They’ve been here for almost a thousand years but most people in Britain are unfamiliar with their cuisine. Although Jews have lived in Britain since 1070, at the invitation of William the Conqueror, with the exception of smoked salmon bagels and salt beef sandwiches their culinary tradition is hardly known.

Jewish cuisine may well be the world’s most nomadic, with dishes from its broad range of communities: Ashkenazi (Central and Eastern European); Sephardi (descendants of the Iberian Jews including Italian, Greek, Turkish and Balkan); Mizrahi (North African, including Moroccan, Tunisian, Algerian and Libyan); Judeo-Arab (Lebanese, Syrian and Iraqi); Persian Jewish; Yemenite Jewish; Indian Jewish and Latin-American Jewish. And since the establishment of the State of Israel, a nascent Israeli ‘fusion cuisine’ has also developed.

Its name inspired by the date when Jews first arrived in this country, 1070 KITCHEN is Britain’s first food brand celebrating the world of Jewish cuisine.


In 1860, Joseph Malin, a 13-year old Jewish boy living in London’s East End, had the bright idea of combining fried fish with chips. Joseph’s family were rug weavers and to increase the family income they began frying chips in a downstairs room of their house. It was Joseph’s idea to combine the chips – at that point a novelty in London – with fish from a nearby fried fish shop.

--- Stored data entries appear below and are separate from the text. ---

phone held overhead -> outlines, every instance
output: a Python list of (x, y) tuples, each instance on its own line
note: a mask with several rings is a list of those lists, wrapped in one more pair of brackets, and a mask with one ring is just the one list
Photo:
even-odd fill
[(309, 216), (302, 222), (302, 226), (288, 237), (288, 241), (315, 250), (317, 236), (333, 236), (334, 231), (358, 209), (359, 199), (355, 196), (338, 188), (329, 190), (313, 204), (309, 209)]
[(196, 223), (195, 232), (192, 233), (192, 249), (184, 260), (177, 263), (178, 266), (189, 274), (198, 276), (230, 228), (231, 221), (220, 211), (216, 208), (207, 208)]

Fried fish already had a long history in London – in a letter written at the end of the eighteenth century, future American President Thomas Jefferson described eating ‘fried fish in the Jewish fashion’ on a visit to the capital. Battered fried fish had first arrived in London some 200 years earlier in the form of Pescado Frito with Sephardi Jewish refugees from Portugal and Spain. So Britain’s most popular take-away can trace its Jewish roots.